Doctoral Dissertations

Orcid ID

https://orcid.org/0000-0002-3240-2405

Date of Award

8-2020

Degree Type

Dissertation

Degree Name

Doctor of Philosophy

Major

Computer Science

Major Professor

Maxfield J. Schuchard

Committee Members

Scott Ruoti, Audris Mockus, Bryan Lyles, Jeff Nichols

Abstract

The Internet is a cornerstone of modern society. Yet increasingly devastating attacks against the Internet threaten to undermine the Internet's success at connecting the unconnected. Of all the adversarial campaigns waged against the Internet and the organizations that rely on it, distributed denial of service, or DDoS, tops the list of the most volatile attacks. In recent years, DDoS attacks have been responsible for large swaths of the Internet blacking out, while other attacks have completely overwhelmed key Internet services and websites. Core to the Internet's functionality is the way in which traffic on the Internet gets from one destination to another. The set of rules, or protocol, that defines the way traffic travels the Internet is known as the Border Gateway Protocol, or BGP, the de facto routing protocol on the Internet. Advanced adversaries often target the most used portions of the Internet by flooding the routes benign traffic takes with malicious traffic designed to cause widespread traffic loss to targeted end users and regions. This dissertation focuses on examining the following thesis statement. Rather than seek to redefine the way the Internet works to combat advanced DDoS attacks, we can leverage conventional Internet routing behavior to mitigate modern distributed denial of service attacks.
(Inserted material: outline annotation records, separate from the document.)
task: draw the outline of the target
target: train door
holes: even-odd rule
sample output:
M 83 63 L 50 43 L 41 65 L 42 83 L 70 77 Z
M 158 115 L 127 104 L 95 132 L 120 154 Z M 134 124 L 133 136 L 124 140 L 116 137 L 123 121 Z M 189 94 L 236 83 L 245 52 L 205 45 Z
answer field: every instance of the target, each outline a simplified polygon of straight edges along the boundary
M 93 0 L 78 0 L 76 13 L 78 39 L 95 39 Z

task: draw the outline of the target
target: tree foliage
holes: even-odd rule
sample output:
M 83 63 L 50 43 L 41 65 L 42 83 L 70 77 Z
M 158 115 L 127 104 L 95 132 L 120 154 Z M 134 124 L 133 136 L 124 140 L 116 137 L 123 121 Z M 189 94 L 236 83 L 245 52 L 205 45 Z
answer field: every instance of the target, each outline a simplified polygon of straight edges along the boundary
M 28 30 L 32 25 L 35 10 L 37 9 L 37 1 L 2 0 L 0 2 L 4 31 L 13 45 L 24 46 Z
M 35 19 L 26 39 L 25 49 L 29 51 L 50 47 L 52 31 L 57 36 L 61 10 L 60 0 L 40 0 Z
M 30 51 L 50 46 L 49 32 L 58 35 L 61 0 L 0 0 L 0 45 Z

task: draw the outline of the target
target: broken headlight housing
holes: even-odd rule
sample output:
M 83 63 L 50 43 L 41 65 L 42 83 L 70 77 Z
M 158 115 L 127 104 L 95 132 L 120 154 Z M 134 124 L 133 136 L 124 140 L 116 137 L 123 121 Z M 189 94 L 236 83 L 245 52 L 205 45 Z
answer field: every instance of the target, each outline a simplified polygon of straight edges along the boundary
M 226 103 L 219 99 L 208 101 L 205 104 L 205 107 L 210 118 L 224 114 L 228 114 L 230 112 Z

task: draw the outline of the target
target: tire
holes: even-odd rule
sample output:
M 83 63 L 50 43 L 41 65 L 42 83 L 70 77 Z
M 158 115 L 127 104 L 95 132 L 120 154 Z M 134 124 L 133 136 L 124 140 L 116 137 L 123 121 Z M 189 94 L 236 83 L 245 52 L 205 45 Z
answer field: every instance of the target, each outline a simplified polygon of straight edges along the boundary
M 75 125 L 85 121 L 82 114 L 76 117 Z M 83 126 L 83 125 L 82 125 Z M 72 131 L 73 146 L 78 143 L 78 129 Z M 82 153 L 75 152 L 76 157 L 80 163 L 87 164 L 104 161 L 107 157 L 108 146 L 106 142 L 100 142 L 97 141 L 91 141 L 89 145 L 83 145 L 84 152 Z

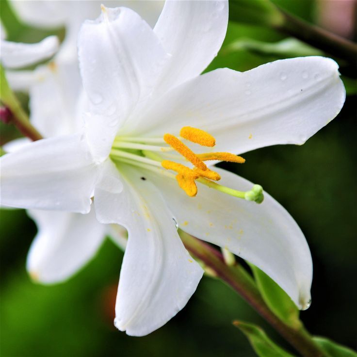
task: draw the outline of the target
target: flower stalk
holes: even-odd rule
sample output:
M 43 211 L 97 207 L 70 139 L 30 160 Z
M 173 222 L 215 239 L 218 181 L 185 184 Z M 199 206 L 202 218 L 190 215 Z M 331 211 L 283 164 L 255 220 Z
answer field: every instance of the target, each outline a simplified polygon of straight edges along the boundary
M 333 56 L 345 60 L 349 63 L 355 63 L 357 57 L 357 45 L 341 36 L 311 25 L 280 8 L 279 10 L 284 16 L 284 21 L 282 24 L 277 26 L 278 29 Z
M 186 248 L 215 275 L 235 290 L 304 357 L 325 357 L 302 323 L 293 328 L 281 321 L 269 309 L 251 276 L 238 265 L 228 266 L 222 254 L 206 243 L 179 231 Z
M 28 115 L 9 86 L 2 66 L 0 68 L 0 99 L 11 113 L 11 122 L 24 135 L 32 141 L 42 139 L 41 134 L 30 123 Z

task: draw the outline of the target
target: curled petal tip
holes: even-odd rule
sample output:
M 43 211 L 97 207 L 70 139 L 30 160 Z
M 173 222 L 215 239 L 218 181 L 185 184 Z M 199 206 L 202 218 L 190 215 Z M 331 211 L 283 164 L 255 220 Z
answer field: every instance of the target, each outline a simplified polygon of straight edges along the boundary
M 32 281 L 34 281 L 35 283 L 38 283 L 40 281 L 40 276 L 36 272 L 29 272 L 29 275 Z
The research in this work breaks down into a single arc with three independent, but connected thrusts, which demonstrate that the aforementioned thesis is possible, practical, and useful. The first thrust demonstrates that this thesis is possible by building and evaluating Nyx, a system that can protect Internet networks from DDoS using BGP, without an Internet redesign and without cooperation from other networks. This work reveals that Nyx is effective in simulation for protecting Internet networks and end users from the impact of devastating DDoS. The second thrust examines the real-world practicality of Nyx, as well as other systems which rely on real-world BGP behavior. Through a comprehensive set of real-world Internet routing experiments, this second thrust confirms that Nyx works effectively in practice beyond simulation as well as revealing novel insights about the effectiveness of other Internet security defensive and offensive systems. We then follow these experiments by re-evaluating Nyx under the real-world routing constraints we discovered. The third thrust explores the usefulness of Nyx for mitigating DDoS against a crucial industry sector, power generation, by exposing the latent vulnerability of the U.S. power grid to DDoS and how a system such as Nyx can protect electric power utilities. This final thrust finds that the current set of exposed U.S. power facilities are widely vulnerable to DDoS that could induce blackouts, and that Nyx can be leveraged to reduce the impact of these targeted DDoS attacks.